Mas algo que também é muito interessante para mim é que nossos estilos de vida mudaram e talvez permanentemente. Apesar da reabertura dos escritórios, muitos trabalhadores continuarão a trabalhar remotamente ou mudarão para um tipo de situação de trabalho híbrida. Isso significa que as pessoas continuarão a ter mais tempo em casa, então continuarão a investir em suas casas. É por isso que ainda vemos os móveis crescendo a taxas muito agressivas, apesar dos problemas de oferta e preços que essa indústria enfrenta.
Os consumidores também estão passando mais tempo ao ar livre agora que não estão mais fazendo longos deslocamentos para o trabalho. Artigos esportivos e equipamentos de jardinagem são um setor que vê um crescimento muito forte continuando em 2021. Acho que o consumidor moderno pós-Covid se estabeleceu em um novo modo de vida e não acho que vamos voltar atrás.
Quais são suas três principais dicas que você daria às empresas agora para se prepararem para a próxima temporada de festas?
A primeira recomendação é planejar para que os consumidores comecem a comprar cedo.
Estou antecipando um Amazon Prime Day Round 2 em outubro. E com os contínuos atrasos logísticos, os consumidores estarão procurando comprar cedo novamente este ano. Não espere a Cyber Week para começar seu calendário promocional.
Em segundo lugar, continuamos a ver atrasos e escassez na fabricação. Isso está colocando uma enorme pressão sobre o estoque e os preços. Pense em como você comunica isso aos compradores, especialmente se tiver que aumentar seus preços.
Outras opções são aceitar pré-encomendas para um planejamento de demanda mais preciso e capacidade de compra agora para remessas de contêineres no final da temporada. E, finalmente, estamos nos movendo para uma internet sem cookies. Isso significa que os dados primários se tornarão ainda mais importantes à medida que a publicidade digital e em mídias sociais se torna menos eficaz e mais cara.
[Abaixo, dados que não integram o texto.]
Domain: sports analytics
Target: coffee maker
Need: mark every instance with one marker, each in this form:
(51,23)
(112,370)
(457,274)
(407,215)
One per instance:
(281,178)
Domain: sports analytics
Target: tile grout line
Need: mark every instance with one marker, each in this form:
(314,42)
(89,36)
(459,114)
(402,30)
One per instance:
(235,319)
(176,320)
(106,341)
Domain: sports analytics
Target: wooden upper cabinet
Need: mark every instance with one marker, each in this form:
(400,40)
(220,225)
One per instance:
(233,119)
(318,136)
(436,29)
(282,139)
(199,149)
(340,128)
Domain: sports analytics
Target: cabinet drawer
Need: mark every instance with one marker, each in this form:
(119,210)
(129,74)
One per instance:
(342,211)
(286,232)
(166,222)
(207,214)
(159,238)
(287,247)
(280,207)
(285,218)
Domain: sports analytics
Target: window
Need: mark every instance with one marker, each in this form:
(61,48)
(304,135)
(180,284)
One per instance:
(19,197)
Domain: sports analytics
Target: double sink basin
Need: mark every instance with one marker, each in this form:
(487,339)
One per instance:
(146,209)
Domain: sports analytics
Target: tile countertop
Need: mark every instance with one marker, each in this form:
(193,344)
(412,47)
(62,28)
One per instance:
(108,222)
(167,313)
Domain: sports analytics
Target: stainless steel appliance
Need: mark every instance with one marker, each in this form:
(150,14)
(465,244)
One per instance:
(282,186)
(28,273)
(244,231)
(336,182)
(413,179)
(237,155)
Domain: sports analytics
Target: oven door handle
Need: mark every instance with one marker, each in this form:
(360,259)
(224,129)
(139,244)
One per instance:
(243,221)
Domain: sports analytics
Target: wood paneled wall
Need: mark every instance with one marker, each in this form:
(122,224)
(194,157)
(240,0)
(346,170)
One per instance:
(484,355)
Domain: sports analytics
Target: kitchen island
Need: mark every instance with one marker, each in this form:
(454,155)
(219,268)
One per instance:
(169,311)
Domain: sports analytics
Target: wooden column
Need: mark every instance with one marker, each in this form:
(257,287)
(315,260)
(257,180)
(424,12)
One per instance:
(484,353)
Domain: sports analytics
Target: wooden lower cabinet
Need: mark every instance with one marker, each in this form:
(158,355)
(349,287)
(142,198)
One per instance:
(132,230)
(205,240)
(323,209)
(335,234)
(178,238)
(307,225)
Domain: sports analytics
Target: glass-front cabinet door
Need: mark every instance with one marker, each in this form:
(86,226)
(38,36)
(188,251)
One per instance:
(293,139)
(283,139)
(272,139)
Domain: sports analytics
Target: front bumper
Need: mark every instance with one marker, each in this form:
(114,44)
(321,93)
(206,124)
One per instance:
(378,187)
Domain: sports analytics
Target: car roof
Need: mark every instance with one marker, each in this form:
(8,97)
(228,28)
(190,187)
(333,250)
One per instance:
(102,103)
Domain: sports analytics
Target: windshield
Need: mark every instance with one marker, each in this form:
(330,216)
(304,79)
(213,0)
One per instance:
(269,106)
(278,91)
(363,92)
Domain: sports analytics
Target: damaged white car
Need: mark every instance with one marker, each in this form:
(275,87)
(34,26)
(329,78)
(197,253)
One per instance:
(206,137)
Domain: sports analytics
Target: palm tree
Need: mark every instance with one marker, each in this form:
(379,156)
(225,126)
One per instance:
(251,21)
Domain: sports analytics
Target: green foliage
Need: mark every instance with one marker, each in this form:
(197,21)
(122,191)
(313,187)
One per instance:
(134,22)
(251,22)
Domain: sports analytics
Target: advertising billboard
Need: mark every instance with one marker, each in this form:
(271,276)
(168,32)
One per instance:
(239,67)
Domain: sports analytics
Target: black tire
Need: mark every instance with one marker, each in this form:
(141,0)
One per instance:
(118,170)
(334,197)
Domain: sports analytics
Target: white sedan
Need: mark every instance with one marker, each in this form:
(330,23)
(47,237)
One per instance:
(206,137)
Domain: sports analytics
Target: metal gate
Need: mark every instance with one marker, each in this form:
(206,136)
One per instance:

As áreas para focar são programas de fidelidade, engajamento social orgânico (incluindo influenciadores) e marketing inteligente (segmentação automatizada de e-mail e mensagem certa, hora certa, pessoa certa enviando e-mail via inteligência artificial).
Concluindo 📦
Novos horizontes estão sobre nós, e os hábitos de compra em mudança certamente contribuirão para o sucesso das vendas crescentes de ecommerce nos próximos meses.
Agora é a hora de ser ágil e flexível à medida que entramos na segunda metade do ano. Aproveite esses insights de especialistas para preparar seu negócio para as próximas festas, que serão, sem dúvida, uma temporada de pico como nunca vimos antes!